OVF should only be asserted if an arithmetic overflow has occurred. Both shift registers should now be in Hold Mode. The whole operation may be repeated at this point
Assume 8-bit 2’s complement representation for the two operands (that is, you will be setting up the data in 2’s complement form, and the results will also be generated in 2’s complement form). The system shouldn’t change its state (RES remains unchanged) by receiving CLK pulses while the DONE signal is asserted (Hold Mode). You should provide for a RESET# signal ( active low ) to reset the whole system to its initial state at any time.
In order to facilitate the testing and debugging of the project a set of test data along with the expected results will be posted on the Class Web Page.

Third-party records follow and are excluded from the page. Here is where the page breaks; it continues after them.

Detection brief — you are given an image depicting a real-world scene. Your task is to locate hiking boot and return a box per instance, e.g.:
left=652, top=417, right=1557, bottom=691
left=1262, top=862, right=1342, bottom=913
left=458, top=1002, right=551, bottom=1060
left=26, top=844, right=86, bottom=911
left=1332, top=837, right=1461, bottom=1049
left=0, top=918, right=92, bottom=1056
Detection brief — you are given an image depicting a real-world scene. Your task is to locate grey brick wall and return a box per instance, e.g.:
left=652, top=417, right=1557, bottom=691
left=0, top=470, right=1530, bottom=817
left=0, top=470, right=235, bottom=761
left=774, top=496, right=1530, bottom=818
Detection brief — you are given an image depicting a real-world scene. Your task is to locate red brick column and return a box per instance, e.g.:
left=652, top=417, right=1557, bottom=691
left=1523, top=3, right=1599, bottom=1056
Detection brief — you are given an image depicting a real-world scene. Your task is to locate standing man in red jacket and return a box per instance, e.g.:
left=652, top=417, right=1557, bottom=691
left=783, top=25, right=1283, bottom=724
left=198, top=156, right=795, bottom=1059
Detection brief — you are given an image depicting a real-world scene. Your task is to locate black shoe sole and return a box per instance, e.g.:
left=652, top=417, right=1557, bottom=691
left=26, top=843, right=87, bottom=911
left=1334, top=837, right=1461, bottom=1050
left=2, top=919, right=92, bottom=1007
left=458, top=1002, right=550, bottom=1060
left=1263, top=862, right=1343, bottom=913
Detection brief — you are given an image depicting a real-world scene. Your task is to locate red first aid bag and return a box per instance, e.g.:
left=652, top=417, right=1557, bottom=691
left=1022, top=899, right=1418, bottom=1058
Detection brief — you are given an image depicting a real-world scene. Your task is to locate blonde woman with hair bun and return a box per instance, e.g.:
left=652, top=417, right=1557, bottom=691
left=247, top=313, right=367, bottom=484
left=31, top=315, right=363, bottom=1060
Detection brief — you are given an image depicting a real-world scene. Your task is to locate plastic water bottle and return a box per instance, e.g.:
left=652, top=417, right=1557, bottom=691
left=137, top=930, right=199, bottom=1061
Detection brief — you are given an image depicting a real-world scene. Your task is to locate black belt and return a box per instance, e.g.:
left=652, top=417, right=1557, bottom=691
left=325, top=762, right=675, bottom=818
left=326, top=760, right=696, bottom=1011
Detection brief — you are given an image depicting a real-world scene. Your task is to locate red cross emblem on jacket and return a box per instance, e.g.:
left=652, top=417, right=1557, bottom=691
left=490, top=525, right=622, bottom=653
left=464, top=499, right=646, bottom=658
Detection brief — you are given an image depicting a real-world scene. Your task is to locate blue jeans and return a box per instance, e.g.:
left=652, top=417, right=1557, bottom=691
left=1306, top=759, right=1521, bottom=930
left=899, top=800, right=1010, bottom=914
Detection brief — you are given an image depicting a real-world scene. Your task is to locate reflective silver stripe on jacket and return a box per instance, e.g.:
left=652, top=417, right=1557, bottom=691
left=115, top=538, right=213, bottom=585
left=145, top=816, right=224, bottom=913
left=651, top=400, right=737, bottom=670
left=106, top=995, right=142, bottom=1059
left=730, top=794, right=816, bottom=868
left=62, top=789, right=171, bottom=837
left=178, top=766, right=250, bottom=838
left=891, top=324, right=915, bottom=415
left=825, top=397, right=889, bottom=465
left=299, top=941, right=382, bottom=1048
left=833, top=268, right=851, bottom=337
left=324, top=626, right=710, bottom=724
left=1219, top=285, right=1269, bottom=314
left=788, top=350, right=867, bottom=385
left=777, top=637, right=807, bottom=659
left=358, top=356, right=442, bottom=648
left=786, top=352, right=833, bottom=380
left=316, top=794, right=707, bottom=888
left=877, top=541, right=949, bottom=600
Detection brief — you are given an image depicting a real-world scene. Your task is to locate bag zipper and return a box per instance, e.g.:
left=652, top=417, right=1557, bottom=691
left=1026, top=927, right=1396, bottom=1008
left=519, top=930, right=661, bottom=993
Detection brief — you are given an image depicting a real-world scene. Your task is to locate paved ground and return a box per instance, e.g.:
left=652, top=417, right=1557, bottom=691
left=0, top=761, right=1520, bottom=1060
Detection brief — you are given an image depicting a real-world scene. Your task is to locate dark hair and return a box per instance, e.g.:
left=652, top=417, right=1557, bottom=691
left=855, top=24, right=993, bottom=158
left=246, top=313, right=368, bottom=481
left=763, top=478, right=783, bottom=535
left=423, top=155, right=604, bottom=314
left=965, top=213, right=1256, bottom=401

Tasks a) Give the control algorithm for the System Controller (SC) in the form of an ASM chart along with comments. (4 pts.) b) Draw a detailed schematic diagram for the whole system. Clearly show the partitioning of the system into standard ICs, other parts, and the FPGA chip. If you have implemented any logic functions external to the FPGA then you should document them by Boolean expressions. (6 pts.) c) Use the Xilinx ISE 10.1i tools along with Mentor Graphics ModelSim to develop the FPGA segment of the system. You should prove the correctness of your design by post-route simulation. Turn in the printouts of your design files ( .vhd , and .do files, as well as sections of your Pad Report with the resource utilization and the device pinout diagram , respectively), and your simulation timing diagrams. Comment on your simulation results. Your comments should refer to each pair of operands applied along with the result and the status of the OVF signal. Hint : Force pin assignments for your signals through the User Constraints Utility so when you need to modify your VHDL design file then you can still keep the wiring to the Nexys 2 Board unchanged. (10 pts.) d) Build the whole system using your Nexys 2 Board and your Bread Board and demonstrate its correct operation to the course instructor. (15 pts.)
e) Submit a Project Report. (5 pts.)
Each Team should submit a joint Project Report. The report should have the main sections as follows: Introduction , Design , Design Evaluation , and Conclusion. Your solutions to Tasks a) to d) should be represented in the report. Demonstrations will be arranged in the Microcomputer Lab, Room B-214. Dates and times will be posted.
Note : you will lose 4 pts. by each day your project ( a demonstrated circuit along with the report ) is tardy. No credit will be given if the project is late by five business days.